Extensive research has shown that prolonged exposure to FOMO can inflict adverse consequences on mental health. Individuals plagued by FOMO may find themselves incessantly checking their social media feeds, fearing they might overlook something vital or significant. This insatiable craving for validation and connection can result in heightened stress levels, diminished self-esteem, and even symptoms of depression and anxiety.

Social media platforms, expertly crafted to captivate users, employ manipulative techniques that intensify the experience of FOMO. Algorithms meticulously prioritise content based on user engagement, ensuring a ceaseless stream of captivating posts that perpetuate the fear of missing out on current events or updates from friends. Moreover, influencers and brands adeptly exploit FOMO, skillfully creating an illusion of exclusivity and desirability. Limited-time offers, enticing influencer collaborations, exotic reels and sought-after event invitations fuel a sense of urgency, compelling individuals to partake or make purchases driven by the fear of missing out on extraordinary experiences or products.

The pervasive influence of FOMO on social media platforms carries profound implications for mental health. The perpetual cycle of comparison and exposure to unattainable standards portrayed across social networks can distort one’s self-perception. The pressure to present an impeccable image and maintain an unwavering online presence contributes to heightened anxiety and an insatiable need for validation. FOMO can impede genuine face-to-face social interactions. Individuals tend to get comfortable with online interactions as opposed to physical interactions, hindering their overall confidence when face-to-face interactions are a necessity. Excessive time spent scrolling through social media feeds diminishes opportunities for meaningful real-life connections, which are vital for overall well-being and mental health. This further exacerbates feelings of isolation and loneliness.

Even though self-comparison is an inherent aspect of human nature, youths tend to take this behaviour much further, leading to an incessant urge to meticulously scrutinise their appearance and lifestyle in relation to their peers. Regrettably, popular social media platforms such as Instagram actively foster an environment where users are driven to present themselves and their lives as flawlessly ideal, perpetuating the pressure to maintain a picture-perfect image.
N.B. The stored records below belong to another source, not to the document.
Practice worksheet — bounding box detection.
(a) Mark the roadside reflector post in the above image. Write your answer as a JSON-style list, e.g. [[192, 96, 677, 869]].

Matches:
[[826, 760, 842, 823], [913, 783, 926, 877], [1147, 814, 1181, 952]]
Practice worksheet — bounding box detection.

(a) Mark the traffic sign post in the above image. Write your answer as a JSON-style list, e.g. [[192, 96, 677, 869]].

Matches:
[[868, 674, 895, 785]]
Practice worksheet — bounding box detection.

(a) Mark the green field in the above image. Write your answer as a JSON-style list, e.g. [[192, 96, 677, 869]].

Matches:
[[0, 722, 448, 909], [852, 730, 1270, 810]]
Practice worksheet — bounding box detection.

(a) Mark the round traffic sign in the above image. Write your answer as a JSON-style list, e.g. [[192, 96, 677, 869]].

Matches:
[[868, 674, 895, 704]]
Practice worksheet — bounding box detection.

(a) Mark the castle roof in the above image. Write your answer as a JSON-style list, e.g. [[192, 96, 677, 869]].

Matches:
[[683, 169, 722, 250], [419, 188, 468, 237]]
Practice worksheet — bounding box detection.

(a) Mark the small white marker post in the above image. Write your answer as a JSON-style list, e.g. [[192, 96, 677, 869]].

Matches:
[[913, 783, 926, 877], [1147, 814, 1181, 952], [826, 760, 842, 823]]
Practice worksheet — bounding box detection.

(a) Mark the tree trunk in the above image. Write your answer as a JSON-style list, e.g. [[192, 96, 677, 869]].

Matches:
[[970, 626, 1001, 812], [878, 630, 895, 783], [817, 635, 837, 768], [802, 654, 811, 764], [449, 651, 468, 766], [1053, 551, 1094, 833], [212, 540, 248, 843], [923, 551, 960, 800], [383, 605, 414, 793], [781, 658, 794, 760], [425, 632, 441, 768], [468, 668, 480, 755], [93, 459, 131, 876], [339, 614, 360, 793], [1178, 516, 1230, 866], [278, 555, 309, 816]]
Although social media has firmly established its presence in our lives, individuals can adopt various strategies to mitigate the detrimental effects of FOMO. It is imperative to practise mindful social media usage, setting boundaries and allocating specific time for engagement. Engaging in activities that foster personal well-being and self-care, such as pursuing hobbies or spending quality time with loved ones, can effectively alleviate the impact of FOMO.

Cultivating a healthy perspective on social media is vital. Recognizing that people often present extremely curated versions of their lives and realising that individuals choose to show the best moment in their life is key to understanding that the majority of social media is highly unrealistic. Limiting the impact social media has on us can be done through various ways such as controlling our mindset, limiting screen time, a dopamine detox from social media, working on self-esteem and self-improvement, surrounding ourselves with hobbies and managing our expectations are a few.

In our hyperconnected world, the vicious cycle of fear of missing out on social media significantly influences our mental health to a large extent hindering our overall well-being. The constant exposure to meticulously crafted posts and the manipulative tactics employed by social media platforms can contribute to anxiety, decreased self-esteem, and diminished well-being. It is essential to be aware of these effects and to develop healthy coping strategies to maintain a balanced relationship with social media.